CS298 Proposal
Scalable Search Engine Aggregator
Pooja Mishra (pooja192009@gmail.com)
Advisor: Dr. Chris Pollett
Committee Members: Dr. Sami Khuri, Dr. Robert Chun.
Abstract:
Yioop is a PHP search engine developed by Dr. Pollett.The Yioop search engine is designed to allow users to produce indexes of a web-site or a collection of web-sites. The number of pages a Yioop index can handle range from small site to those containing tens or hundreds of millions of pages. Just like any other search engines, Yioop also consists of media updaters like news updater and features like uploading video sources.It also supports many common features of a search portal such as user discussion group, blogs, wikis, and a news aggregator. Certain search engine tasks such as updating news feeds, rss feeds, sending out notifications are done periodically in bulk. All these different functions are part of the media updater any search engine usually does.Yioop has a news updater process that can be used to re-index RSS and Atom feeds on an hourly basis.
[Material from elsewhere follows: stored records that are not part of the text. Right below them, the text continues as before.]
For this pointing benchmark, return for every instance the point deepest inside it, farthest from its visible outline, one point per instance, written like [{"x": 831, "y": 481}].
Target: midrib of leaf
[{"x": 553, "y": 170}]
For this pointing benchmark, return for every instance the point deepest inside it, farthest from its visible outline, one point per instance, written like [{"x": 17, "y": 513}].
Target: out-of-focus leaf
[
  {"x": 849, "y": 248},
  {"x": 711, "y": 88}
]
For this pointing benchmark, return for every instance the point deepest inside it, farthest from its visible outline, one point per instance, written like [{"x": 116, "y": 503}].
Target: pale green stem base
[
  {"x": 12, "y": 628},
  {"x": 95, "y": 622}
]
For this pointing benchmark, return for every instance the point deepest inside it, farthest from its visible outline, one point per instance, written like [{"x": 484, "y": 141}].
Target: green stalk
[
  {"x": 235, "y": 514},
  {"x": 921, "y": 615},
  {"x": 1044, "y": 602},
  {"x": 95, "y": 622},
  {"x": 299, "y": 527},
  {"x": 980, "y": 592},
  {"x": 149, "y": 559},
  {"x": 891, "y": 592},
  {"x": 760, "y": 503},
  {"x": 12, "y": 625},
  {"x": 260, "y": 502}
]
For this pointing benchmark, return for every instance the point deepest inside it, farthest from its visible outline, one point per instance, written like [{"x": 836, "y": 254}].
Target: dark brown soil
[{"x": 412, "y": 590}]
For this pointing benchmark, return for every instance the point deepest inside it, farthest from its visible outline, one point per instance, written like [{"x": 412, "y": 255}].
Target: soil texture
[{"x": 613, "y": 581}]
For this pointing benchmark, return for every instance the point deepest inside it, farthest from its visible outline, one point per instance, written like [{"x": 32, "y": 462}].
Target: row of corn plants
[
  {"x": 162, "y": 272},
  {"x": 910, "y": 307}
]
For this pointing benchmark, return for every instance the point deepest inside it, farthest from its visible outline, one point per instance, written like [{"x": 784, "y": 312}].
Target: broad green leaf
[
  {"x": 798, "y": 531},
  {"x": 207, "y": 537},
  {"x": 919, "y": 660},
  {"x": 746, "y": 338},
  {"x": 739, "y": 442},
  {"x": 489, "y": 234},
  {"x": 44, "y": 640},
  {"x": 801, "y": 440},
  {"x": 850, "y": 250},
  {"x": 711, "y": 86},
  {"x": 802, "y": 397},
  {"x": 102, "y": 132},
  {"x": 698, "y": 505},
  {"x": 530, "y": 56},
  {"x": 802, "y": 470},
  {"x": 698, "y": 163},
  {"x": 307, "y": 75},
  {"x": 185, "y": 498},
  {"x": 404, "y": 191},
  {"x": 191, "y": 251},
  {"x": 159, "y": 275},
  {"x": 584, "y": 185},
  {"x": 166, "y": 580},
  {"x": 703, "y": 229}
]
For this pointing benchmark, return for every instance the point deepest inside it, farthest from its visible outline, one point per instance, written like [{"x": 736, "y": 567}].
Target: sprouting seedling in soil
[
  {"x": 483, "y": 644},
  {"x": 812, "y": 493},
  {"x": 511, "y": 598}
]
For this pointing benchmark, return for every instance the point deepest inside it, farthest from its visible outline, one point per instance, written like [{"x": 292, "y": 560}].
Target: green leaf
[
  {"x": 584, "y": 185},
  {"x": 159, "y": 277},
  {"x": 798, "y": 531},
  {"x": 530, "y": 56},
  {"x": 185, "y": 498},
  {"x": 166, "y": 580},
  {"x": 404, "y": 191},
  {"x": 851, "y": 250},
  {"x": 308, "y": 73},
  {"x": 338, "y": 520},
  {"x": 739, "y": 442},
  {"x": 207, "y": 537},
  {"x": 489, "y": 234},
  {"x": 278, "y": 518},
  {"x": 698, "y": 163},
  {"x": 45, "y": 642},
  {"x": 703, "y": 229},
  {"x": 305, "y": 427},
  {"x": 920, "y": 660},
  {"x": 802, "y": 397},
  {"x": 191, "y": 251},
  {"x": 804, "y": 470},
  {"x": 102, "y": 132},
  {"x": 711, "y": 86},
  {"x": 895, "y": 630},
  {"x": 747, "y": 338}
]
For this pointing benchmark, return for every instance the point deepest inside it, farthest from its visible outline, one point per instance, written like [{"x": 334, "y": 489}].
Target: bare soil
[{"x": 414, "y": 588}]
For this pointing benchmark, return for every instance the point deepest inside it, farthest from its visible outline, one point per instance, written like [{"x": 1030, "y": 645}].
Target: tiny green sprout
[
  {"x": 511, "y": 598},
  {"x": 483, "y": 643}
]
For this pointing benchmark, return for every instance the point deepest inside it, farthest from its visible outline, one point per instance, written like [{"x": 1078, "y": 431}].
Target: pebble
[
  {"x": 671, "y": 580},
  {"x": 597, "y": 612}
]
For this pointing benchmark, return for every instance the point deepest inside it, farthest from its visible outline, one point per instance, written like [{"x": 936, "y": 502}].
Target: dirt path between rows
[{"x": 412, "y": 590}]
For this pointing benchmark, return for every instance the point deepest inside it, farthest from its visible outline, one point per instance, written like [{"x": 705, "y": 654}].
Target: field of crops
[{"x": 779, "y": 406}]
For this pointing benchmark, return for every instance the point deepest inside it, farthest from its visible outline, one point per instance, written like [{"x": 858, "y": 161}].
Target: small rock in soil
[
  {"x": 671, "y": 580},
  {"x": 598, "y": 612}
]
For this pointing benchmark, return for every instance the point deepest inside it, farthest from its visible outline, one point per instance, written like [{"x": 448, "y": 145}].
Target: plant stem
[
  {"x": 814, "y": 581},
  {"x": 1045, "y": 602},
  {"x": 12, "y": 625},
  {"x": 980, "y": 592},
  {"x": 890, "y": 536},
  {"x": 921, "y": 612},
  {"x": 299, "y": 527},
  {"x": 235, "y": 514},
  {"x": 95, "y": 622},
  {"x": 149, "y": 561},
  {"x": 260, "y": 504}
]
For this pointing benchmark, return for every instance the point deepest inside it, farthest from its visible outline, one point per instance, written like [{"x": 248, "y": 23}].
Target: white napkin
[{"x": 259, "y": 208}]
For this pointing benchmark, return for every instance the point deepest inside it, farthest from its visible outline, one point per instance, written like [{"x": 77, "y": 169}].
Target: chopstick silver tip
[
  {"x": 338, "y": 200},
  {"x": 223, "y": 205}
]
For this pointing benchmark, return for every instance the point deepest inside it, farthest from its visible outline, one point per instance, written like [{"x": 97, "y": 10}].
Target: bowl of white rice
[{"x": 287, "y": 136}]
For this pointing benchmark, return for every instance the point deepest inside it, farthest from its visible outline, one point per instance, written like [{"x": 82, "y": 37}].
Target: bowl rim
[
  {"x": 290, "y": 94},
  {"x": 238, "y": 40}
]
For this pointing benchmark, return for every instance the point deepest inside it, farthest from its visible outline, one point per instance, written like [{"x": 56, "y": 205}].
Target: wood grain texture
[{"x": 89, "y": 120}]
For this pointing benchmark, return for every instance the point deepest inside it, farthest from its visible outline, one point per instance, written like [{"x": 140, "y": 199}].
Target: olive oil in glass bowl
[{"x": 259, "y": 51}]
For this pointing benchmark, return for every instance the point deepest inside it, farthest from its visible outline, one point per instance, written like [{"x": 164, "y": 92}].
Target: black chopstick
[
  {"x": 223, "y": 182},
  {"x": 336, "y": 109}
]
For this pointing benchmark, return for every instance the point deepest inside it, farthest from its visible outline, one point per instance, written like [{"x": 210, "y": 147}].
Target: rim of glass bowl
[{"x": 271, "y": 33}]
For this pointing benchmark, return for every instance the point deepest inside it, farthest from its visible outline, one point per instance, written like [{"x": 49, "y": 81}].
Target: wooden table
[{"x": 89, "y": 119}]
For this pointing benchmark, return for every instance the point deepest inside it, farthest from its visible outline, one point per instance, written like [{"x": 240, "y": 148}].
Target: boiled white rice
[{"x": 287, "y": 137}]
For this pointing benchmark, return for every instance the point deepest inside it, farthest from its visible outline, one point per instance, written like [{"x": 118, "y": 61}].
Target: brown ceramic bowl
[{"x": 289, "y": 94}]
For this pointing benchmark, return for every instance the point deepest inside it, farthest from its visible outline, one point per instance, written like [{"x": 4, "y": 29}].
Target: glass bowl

This more timely information can then be incorporated into Yioop search results.The list of video and news sites can be configured through the GUI. Yioop has a news_updater process which can be used to automatically update news feeds hourly.
CS297 Results
- Studied the news updater feature of Yioop in detail
- Did manual testing with the capacity of the no of news sources single machine news updater can handle
- Coded the distributed version of news updater(so that it can now run on multiple machines)
- Learnt and understood the FFMPEG tool
- Discussed and proposed the architecture for implementing the video uploader as part of media updater feature of Yioop
Proposed Schedule
Week 1: Jan.27-Feb.02 | Prepare a CS298 Proposal and upload it |
Week 2:Feb.03-09 | Experiment with different User Interface ideas for news updater |
Week 3,4:Feb.03-16 | Deliverable#1:Implement the User Interface for news updater and optimize it |
Week 5:Feb.17-23 | Discuss the already proposed Video uploader architecture |
Week 6,7:Feb.24-Mar.09 | Deliverable#2:Code for the Video uploader |
Week 8:Mar.10-16 | Learn and read about the group feed features and walk through code for sending notification emails |
Week 9:Mar.17-23 | Deliverable#3: Code for implementing aggregation of group feed features raise code review request for the same |
Week 10:Mar.24-30 | Discuss the automated test framework for news updater testing |
Week 11:Mar.31-Apr.06 | Build the framework and get it reviewed |
Week 12:Apr.07-13 | Understand the archival process for the news articles |
Week 13:Apr.14-20 | Implement the automated archival process and raise code review request for the same |
Week 14:Apr.21-27 | Create a first draft of CS298 report |
Week 15:Apr.28-May.04 | Create a final CS298 Report and submit to Advisor and committee members. |
Week 16:May.04-12 | Defense |
Key Deliverables:
- Software
- User Interface for news updater
- Video uploader implementation
- Code for mail distribution
- Report
- CS298 Report
- Project code and test result documentation
Innovations and Challenges
- Experimenting with different User Interface samples and check if any framework could be used
- Optimizing the code for efficiency and keeping track of requesting machine in distributed environment
References:
[2011] PHP for the Web. Ullman, Larry. 2011.
The Algorithm Design Manual, 2nd Edition. Steven Skiena. |